Example 1: Speech Level Calculation
A quick level calculation can be quite informative and will give an on-the-spot indication as to how far natural speech will be intelligible. Let’s assume that we need at least a 10 dBA signal-to-noise ratio and that the room has a background noise level of 40 dBA (equivalent to approximately NC 35). With an articulate and confident presenter, the voice level at 1 meter will typically be around 60 dBA. So at 3 meters (10 feet) according to the inverse square law, the talker’s voice level will have dropped toward 50 dBA, and so we can just make the target SNR of 10 dBA over the background. But if the talker turns away or walks off axis to the listeners, the intelligibility will drop. Raise the desired SNR to 15 dBA — a reasonable target — and it will only be achieved within just under 6 feet of the talker. Lowering the room background noise level to, say, 35 dBA (roughly NC 30) will restore the original coverage to 10 feet.
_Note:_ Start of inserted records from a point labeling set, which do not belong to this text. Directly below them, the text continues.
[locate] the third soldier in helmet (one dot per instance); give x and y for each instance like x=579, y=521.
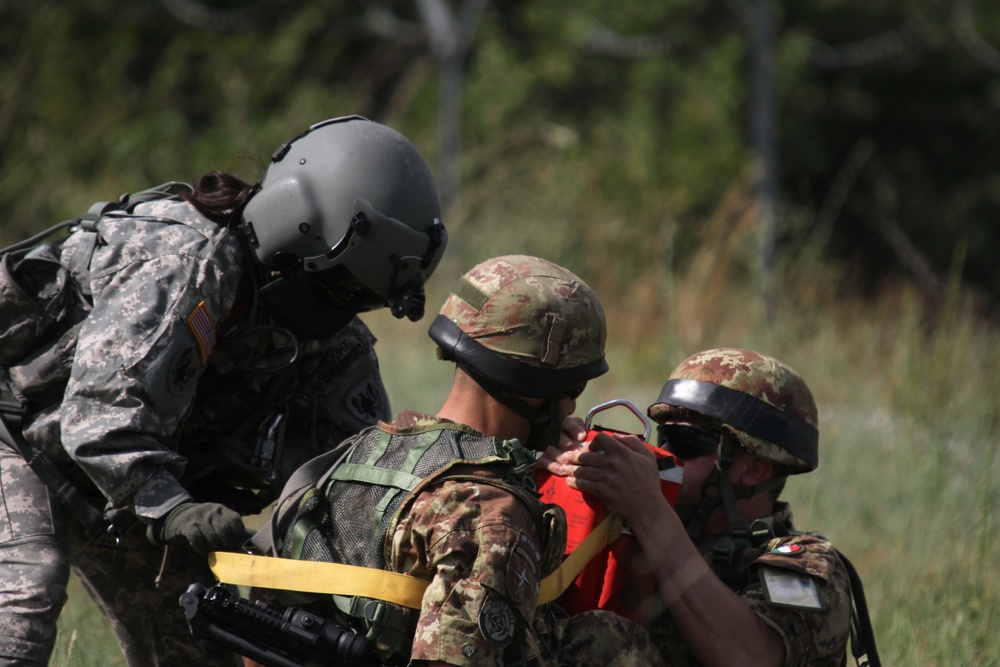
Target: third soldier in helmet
x=738, y=585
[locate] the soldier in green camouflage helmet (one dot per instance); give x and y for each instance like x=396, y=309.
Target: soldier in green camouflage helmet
x=170, y=360
x=738, y=584
x=452, y=495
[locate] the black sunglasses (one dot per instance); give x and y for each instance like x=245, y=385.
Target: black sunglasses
x=686, y=441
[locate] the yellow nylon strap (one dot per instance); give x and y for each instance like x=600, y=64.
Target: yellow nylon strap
x=338, y=579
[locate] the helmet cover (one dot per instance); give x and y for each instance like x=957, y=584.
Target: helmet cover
x=761, y=401
x=352, y=197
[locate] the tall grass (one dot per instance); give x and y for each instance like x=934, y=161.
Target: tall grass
x=909, y=478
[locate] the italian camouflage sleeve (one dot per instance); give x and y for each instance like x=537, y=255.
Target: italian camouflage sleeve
x=160, y=283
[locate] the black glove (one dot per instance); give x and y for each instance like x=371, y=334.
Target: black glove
x=203, y=527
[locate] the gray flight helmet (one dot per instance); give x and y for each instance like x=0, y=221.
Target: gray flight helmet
x=354, y=199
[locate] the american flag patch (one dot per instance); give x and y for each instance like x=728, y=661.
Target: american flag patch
x=203, y=327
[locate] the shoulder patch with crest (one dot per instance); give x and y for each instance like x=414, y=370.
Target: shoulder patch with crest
x=788, y=588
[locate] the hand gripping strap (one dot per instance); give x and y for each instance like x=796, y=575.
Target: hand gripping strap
x=401, y=589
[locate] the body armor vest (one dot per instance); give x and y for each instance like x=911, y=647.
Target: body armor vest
x=347, y=516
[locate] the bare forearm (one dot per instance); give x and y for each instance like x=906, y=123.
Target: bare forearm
x=718, y=626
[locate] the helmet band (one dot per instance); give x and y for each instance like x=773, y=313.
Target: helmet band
x=745, y=413
x=516, y=377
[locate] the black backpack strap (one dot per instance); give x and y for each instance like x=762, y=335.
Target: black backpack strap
x=862, y=634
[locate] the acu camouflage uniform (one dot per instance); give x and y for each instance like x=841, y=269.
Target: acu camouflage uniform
x=769, y=410
x=148, y=402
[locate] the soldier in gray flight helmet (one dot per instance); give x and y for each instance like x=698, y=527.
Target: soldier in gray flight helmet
x=199, y=342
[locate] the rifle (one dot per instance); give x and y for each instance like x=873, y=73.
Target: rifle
x=294, y=638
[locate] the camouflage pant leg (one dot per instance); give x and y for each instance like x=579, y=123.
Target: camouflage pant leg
x=604, y=639
x=34, y=564
x=147, y=619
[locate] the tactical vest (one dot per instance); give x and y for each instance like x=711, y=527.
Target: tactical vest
x=349, y=515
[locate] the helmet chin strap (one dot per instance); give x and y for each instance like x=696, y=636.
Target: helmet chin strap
x=543, y=433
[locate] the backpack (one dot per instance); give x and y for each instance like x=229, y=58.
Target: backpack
x=44, y=298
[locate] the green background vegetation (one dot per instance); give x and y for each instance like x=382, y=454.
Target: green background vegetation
x=636, y=172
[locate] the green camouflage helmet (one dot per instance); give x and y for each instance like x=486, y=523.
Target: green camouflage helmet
x=525, y=324
x=765, y=404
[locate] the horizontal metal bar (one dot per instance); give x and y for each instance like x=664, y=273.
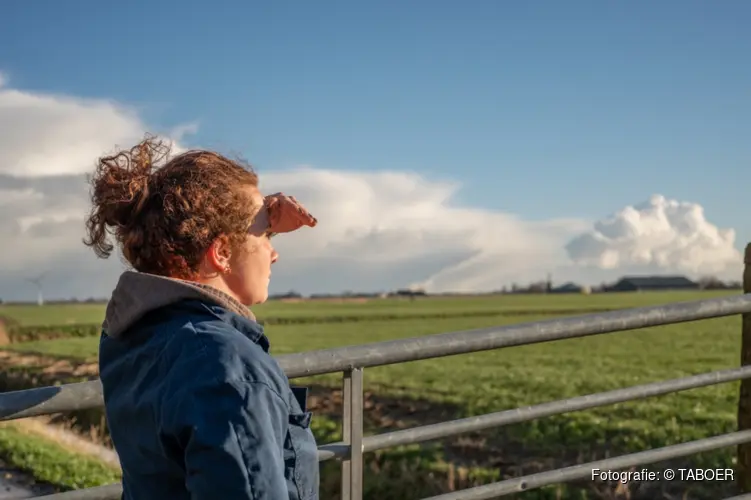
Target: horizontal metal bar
x=517, y=415
x=582, y=471
x=107, y=492
x=51, y=399
x=449, y=344
x=84, y=395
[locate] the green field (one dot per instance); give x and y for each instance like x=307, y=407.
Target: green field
x=31, y=315
x=433, y=390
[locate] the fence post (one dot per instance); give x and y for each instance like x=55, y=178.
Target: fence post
x=744, y=398
x=352, y=431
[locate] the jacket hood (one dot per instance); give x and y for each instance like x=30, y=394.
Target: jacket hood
x=139, y=293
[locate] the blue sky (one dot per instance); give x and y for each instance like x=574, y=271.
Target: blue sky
x=543, y=109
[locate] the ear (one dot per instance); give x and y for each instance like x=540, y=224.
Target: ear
x=219, y=253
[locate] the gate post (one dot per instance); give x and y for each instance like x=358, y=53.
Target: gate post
x=743, y=467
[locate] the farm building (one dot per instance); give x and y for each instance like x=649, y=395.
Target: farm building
x=570, y=288
x=653, y=283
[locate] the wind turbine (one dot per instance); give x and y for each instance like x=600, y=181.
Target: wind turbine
x=38, y=282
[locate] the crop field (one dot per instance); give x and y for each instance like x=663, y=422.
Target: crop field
x=429, y=391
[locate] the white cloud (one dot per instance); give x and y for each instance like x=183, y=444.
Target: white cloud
x=660, y=234
x=377, y=230
x=45, y=135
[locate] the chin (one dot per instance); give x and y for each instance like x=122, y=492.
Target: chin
x=258, y=298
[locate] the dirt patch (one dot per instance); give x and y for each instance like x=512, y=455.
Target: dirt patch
x=501, y=449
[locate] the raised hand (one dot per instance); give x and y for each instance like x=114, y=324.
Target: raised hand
x=286, y=214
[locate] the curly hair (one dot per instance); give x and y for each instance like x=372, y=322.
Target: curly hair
x=164, y=218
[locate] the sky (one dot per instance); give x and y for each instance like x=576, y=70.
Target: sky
x=444, y=145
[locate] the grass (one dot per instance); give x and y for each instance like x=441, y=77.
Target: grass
x=48, y=315
x=484, y=382
x=50, y=462
x=77, y=348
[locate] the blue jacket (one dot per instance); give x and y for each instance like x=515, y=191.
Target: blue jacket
x=196, y=407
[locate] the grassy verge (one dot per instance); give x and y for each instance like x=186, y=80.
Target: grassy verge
x=417, y=393
x=49, y=462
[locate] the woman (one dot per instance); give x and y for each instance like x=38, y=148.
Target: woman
x=196, y=406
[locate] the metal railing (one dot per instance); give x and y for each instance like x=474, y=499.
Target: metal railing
x=352, y=361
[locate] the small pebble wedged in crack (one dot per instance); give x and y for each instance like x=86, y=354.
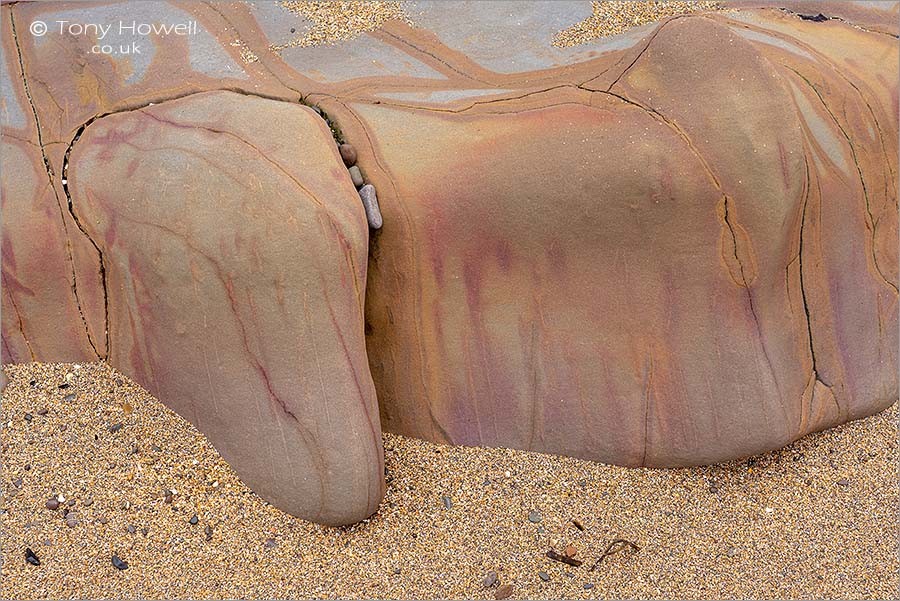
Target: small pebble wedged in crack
x=370, y=203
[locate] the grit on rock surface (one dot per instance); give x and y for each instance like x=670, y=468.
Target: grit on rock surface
x=132, y=479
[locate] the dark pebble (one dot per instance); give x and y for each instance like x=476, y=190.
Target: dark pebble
x=348, y=154
x=118, y=563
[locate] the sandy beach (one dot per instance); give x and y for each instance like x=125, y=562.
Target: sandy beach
x=130, y=478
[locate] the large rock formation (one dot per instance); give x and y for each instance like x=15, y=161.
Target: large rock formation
x=668, y=247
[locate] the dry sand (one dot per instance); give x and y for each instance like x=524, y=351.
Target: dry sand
x=334, y=22
x=612, y=17
x=818, y=519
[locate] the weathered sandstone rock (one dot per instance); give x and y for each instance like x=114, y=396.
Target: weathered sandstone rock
x=235, y=254
x=673, y=246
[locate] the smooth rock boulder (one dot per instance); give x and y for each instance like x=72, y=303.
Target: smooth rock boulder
x=235, y=251
x=673, y=246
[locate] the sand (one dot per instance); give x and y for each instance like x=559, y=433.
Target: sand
x=612, y=17
x=334, y=22
x=818, y=519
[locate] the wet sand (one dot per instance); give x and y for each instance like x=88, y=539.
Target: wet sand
x=815, y=520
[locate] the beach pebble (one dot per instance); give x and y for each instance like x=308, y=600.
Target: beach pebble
x=370, y=203
x=348, y=154
x=356, y=176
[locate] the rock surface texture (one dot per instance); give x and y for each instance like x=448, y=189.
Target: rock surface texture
x=673, y=246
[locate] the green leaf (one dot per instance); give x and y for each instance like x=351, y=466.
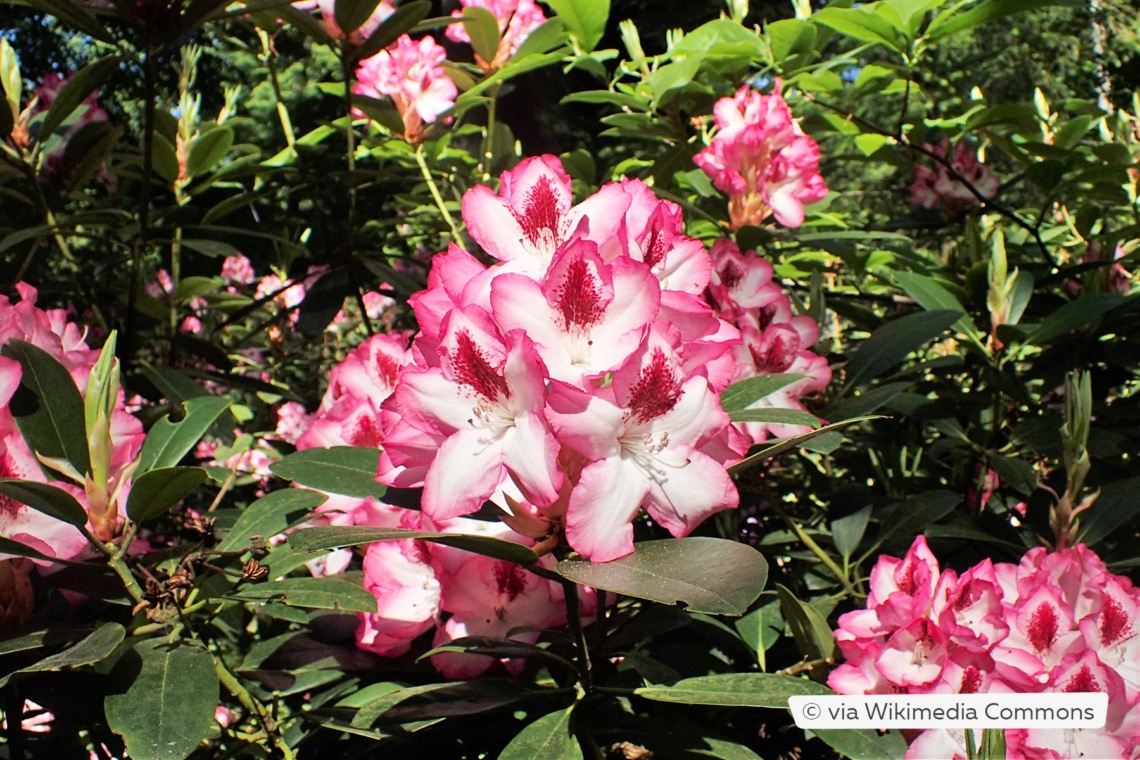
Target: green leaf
x=548, y=737
x=348, y=471
x=208, y=150
x=848, y=531
x=92, y=648
x=809, y=629
x=705, y=574
x=585, y=19
x=933, y=296
x=776, y=447
x=168, y=442
x=315, y=539
x=351, y=14
x=863, y=743
x=750, y=390
x=735, y=691
x=775, y=416
x=315, y=593
x=169, y=707
x=406, y=16
x=895, y=341
x=270, y=515
x=78, y=88
x=1074, y=315
x=157, y=490
x=46, y=498
x=48, y=407
x=482, y=29
x=952, y=21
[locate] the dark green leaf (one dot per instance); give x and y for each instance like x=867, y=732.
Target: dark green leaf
x=351, y=14
x=406, y=16
x=349, y=471
x=168, y=442
x=895, y=341
x=735, y=691
x=75, y=91
x=548, y=737
x=952, y=19
x=482, y=29
x=157, y=490
x=315, y=539
x=585, y=19
x=863, y=743
x=1074, y=315
x=92, y=648
x=270, y=515
x=809, y=629
x=739, y=395
x=848, y=531
x=208, y=150
x=169, y=707
x=48, y=407
x=46, y=498
x=775, y=416
x=705, y=574
x=316, y=593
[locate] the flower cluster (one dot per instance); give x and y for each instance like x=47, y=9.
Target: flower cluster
x=412, y=74
x=1056, y=622
x=105, y=501
x=516, y=19
x=577, y=377
x=938, y=187
x=763, y=160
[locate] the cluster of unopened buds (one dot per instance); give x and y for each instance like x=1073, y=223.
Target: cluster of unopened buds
x=1056, y=622
x=572, y=383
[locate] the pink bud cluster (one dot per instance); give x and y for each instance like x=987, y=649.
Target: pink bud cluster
x=412, y=74
x=1056, y=622
x=65, y=342
x=938, y=187
x=516, y=19
x=763, y=160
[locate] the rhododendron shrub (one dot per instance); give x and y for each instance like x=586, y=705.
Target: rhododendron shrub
x=1057, y=621
x=762, y=158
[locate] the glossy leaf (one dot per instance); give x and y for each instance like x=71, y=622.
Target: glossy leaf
x=315, y=539
x=315, y=593
x=78, y=88
x=482, y=29
x=809, y=629
x=168, y=442
x=895, y=341
x=270, y=515
x=208, y=149
x=351, y=14
x=48, y=407
x=46, y=498
x=550, y=737
x=94, y=647
x=157, y=490
x=703, y=574
x=585, y=19
x=169, y=705
x=348, y=471
x=735, y=691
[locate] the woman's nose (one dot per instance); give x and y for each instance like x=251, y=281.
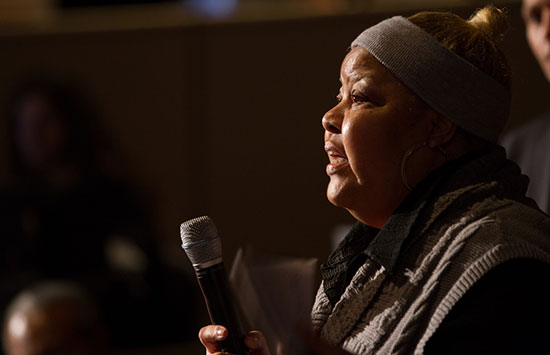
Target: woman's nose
x=332, y=120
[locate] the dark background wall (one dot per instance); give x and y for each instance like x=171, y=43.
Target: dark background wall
x=224, y=119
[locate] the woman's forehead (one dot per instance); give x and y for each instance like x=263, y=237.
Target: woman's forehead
x=359, y=63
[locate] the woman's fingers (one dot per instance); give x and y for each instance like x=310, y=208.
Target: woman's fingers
x=210, y=336
x=255, y=341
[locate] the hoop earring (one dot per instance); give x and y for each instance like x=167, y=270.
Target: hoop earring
x=404, y=161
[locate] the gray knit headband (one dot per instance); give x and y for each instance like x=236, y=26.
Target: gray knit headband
x=448, y=83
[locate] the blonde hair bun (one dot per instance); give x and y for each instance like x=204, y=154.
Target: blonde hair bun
x=490, y=20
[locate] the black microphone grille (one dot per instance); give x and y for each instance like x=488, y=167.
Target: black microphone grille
x=201, y=242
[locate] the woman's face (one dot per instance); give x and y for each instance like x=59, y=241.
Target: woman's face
x=377, y=119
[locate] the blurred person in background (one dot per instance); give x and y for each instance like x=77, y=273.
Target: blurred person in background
x=70, y=211
x=529, y=145
x=54, y=318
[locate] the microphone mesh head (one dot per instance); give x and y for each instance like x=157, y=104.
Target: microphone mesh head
x=201, y=241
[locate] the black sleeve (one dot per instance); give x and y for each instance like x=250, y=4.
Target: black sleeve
x=506, y=312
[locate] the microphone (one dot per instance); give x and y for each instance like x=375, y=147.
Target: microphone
x=203, y=247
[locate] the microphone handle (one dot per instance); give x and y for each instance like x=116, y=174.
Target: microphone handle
x=221, y=307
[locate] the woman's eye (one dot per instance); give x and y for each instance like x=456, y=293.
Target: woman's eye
x=357, y=98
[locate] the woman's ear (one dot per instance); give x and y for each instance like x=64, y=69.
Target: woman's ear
x=442, y=130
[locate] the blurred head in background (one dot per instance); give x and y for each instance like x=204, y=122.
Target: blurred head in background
x=53, y=318
x=536, y=14
x=52, y=132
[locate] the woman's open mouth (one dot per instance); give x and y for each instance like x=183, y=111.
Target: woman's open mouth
x=337, y=160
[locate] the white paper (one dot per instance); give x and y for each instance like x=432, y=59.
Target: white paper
x=275, y=294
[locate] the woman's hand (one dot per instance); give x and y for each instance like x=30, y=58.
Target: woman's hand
x=211, y=335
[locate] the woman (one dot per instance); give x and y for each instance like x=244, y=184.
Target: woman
x=448, y=254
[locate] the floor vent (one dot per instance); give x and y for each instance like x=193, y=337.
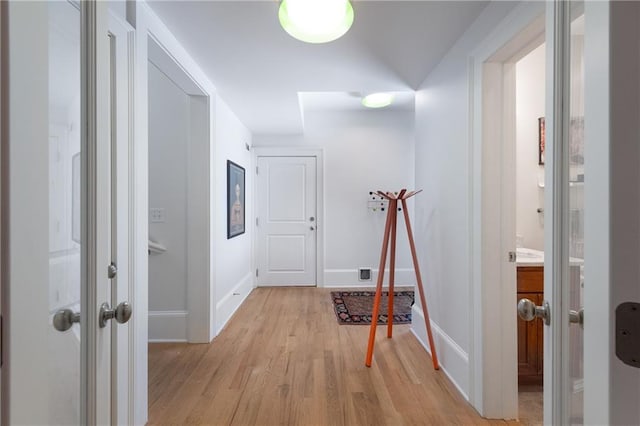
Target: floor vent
x=364, y=274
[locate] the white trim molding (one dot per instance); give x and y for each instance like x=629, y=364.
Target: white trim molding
x=450, y=353
x=493, y=388
x=230, y=302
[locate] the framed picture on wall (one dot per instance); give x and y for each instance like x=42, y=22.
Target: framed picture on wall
x=541, y=141
x=235, y=199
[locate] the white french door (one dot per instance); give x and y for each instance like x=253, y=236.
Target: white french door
x=566, y=177
x=287, y=221
x=64, y=229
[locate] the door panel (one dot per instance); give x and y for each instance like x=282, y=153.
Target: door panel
x=65, y=236
x=565, y=174
x=287, y=221
x=575, y=214
x=120, y=183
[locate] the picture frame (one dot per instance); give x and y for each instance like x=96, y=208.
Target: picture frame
x=541, y=141
x=235, y=199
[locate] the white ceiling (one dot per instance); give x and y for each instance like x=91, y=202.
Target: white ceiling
x=266, y=76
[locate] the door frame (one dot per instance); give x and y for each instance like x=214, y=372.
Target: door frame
x=493, y=350
x=148, y=25
x=123, y=379
x=317, y=153
x=198, y=196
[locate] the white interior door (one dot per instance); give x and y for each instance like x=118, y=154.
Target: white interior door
x=564, y=242
x=121, y=126
x=59, y=358
x=287, y=221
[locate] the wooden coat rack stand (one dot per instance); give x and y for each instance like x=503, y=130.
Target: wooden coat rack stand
x=390, y=235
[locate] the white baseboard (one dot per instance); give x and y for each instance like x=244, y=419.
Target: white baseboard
x=341, y=278
x=168, y=326
x=453, y=360
x=231, y=301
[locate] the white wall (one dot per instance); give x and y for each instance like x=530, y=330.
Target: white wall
x=530, y=104
x=363, y=151
x=443, y=169
x=168, y=142
x=234, y=274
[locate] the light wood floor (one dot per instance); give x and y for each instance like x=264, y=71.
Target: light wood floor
x=284, y=360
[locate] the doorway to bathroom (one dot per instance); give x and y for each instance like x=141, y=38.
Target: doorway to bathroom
x=529, y=226
x=179, y=197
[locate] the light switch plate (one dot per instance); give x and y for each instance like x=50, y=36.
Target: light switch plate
x=157, y=215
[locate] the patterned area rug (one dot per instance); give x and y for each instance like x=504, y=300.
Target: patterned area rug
x=356, y=307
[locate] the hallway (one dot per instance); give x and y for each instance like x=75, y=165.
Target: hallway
x=283, y=359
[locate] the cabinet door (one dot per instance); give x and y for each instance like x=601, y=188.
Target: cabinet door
x=529, y=346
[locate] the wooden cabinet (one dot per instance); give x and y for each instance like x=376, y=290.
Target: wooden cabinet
x=530, y=338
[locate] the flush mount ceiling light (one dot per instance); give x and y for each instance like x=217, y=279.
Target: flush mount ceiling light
x=316, y=21
x=377, y=100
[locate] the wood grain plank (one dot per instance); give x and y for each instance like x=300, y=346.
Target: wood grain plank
x=283, y=359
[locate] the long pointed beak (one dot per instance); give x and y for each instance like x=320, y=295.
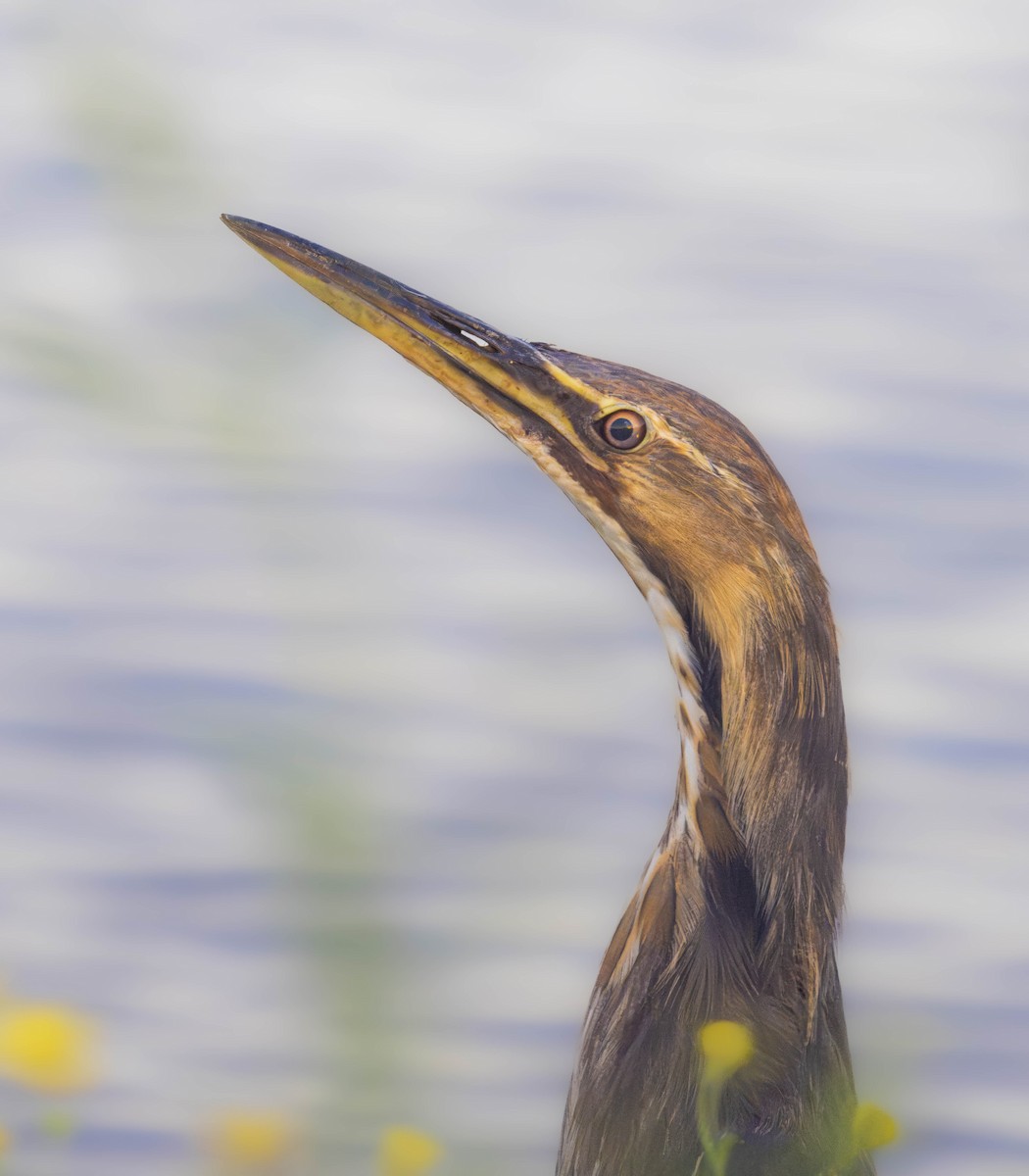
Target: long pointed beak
x=504, y=379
Example 2: Estimating Mic Levels
Assume talker voice level at 1 meter is 60 dBA, and the level desired for the listeners is at least 55 dBA (though it often needs to be more than this). Now assume that the microphone is 24 inches away from the talker so that it will be receiving around 64 dBA. Providing a level of 55 dBA at each listener should, therefore, not be a problem, as this is 9 dBA lower than the unity gain of the system when feedback will occur. However, at least a 6 to 9dB margin needs to be added in to maintain feedback stability and also to ensure that the sound is not colored due to regenerative pickup within the acoustic system loop. So, in this case, we just meet the desired level and necessary stability and coloration criteria. But what happens if a quieter talker produces only 55 dBA? The level at the microphone will be 59 dBA, and a stability margin of just 4 dB will exist. This means that the system will be operating on the verge of feedback and can be expected to sound slightly colored.